Equipo Crónica (1964-1981)
Valencia


Nel 1964, la dittatura franchista vide la nascita di uno dei suoi critici più entusiasti: l´Equipo Crónica. Per realizzare il loro lavoro, così vicino all´estetica del Pop nordamericano, sfruttano risorse tratte dalla stampa, lavoro che conferisce alle loro immagini quell´aria fredda trasmessa dalle masse di colore piatte e senza sfumature.

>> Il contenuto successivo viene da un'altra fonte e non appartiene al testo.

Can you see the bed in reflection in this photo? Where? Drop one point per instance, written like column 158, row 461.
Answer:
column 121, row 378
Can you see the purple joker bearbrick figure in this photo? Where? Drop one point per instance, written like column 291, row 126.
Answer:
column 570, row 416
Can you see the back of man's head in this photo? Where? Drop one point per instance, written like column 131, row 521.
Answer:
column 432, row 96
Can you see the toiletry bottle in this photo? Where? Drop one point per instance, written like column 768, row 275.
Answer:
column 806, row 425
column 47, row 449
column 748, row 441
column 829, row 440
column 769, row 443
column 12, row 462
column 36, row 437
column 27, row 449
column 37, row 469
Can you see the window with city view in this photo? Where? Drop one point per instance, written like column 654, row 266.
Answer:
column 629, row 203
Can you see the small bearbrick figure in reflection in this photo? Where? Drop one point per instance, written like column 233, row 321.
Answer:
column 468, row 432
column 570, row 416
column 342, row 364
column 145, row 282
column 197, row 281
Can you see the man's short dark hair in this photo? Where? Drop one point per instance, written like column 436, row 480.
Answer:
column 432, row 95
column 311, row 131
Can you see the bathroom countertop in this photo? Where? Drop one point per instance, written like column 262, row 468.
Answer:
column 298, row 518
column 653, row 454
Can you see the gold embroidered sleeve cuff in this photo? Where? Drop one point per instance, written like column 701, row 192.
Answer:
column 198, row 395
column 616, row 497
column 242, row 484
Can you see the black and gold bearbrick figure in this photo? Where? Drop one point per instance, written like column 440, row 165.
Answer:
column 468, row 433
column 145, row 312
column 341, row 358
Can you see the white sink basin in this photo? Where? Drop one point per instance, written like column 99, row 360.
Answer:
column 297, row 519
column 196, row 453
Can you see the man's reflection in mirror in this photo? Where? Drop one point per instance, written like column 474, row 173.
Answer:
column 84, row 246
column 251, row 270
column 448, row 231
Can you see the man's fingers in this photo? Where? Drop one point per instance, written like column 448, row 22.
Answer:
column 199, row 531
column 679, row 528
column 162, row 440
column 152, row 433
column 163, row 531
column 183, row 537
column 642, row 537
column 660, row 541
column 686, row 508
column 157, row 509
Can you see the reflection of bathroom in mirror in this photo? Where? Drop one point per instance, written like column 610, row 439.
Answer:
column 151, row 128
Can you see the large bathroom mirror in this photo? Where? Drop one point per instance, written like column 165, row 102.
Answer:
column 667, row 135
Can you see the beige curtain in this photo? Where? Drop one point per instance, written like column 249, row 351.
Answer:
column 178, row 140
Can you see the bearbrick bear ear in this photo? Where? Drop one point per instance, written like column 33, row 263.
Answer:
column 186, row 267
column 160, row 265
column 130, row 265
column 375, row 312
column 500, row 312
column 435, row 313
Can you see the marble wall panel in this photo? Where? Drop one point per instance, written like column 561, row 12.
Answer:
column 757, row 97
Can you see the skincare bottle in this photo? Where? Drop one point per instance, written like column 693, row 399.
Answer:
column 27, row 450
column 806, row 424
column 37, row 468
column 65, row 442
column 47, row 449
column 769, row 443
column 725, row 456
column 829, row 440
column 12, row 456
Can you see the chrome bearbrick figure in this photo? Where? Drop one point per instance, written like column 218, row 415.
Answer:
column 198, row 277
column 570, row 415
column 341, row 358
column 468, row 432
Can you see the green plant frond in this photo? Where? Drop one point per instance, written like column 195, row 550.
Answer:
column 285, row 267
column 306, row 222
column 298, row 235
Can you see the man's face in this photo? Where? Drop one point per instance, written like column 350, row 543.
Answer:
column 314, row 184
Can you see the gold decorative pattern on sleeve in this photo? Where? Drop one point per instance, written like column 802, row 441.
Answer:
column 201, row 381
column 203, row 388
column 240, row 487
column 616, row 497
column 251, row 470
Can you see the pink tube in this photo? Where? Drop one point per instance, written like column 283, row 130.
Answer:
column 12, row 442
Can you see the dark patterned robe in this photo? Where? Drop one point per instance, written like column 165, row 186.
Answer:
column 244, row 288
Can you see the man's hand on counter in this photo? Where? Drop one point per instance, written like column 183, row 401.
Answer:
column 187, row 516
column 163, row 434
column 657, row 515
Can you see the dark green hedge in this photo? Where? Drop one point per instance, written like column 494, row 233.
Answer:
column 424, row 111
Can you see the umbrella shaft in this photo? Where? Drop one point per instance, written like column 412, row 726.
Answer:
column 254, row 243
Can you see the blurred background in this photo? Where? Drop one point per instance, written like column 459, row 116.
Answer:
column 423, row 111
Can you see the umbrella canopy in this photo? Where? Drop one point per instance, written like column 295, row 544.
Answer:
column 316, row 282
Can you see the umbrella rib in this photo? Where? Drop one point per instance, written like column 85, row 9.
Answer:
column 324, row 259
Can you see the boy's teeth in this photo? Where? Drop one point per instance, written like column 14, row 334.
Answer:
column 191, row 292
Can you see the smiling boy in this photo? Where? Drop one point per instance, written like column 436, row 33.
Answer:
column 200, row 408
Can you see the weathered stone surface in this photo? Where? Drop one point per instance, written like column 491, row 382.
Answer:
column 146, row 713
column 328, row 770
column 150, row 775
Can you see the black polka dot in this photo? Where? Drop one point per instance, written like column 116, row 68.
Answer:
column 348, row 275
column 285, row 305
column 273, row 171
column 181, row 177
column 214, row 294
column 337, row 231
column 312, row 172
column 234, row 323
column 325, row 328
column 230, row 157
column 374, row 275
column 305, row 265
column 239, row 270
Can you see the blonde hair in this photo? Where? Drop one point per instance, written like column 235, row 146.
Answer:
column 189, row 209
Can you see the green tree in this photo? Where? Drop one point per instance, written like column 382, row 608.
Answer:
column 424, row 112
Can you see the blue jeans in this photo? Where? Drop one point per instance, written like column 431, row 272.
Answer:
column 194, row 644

Il nucleo originale dell´Equipo Crónica lo compongono Juan Antonio Toledo, Manolo Valdés e Rafael Solbes, sebbene Toledo lo abbandonerà pochi anni dopo. Valdés e Solbes continuano il loro percorso come collettivo fino a che, nel 1981, si produce la morte di quest´ultimo, avvenimento che provocherà l´inevitabile scioglimento dell´Equipo.
La loro opera è decisamente figurativa. Narrativa a mezzo della critica. Mostrano un atteggiamento smitizzante nei confronti dell´Arte e non esitano a reinterpretare i maestri di tutti i tempi come Velázquez, Picasso o Saura. Difendono il lavoro in gruppo con produzioni molto omogenee e con abbondanti serie.
La loro interpretazione politica si fa evidente nel sarcasmo con il quale affrontano la situazione degli spagnoli sotto la dittatura di Franco e attribuiscono all´Arte una funzione sociale che li porta a rinnegare i postulati dell´Informalismo, movimento che era stato fino ad allora protagonista del rinnovo dell’arte plastica in Spagna.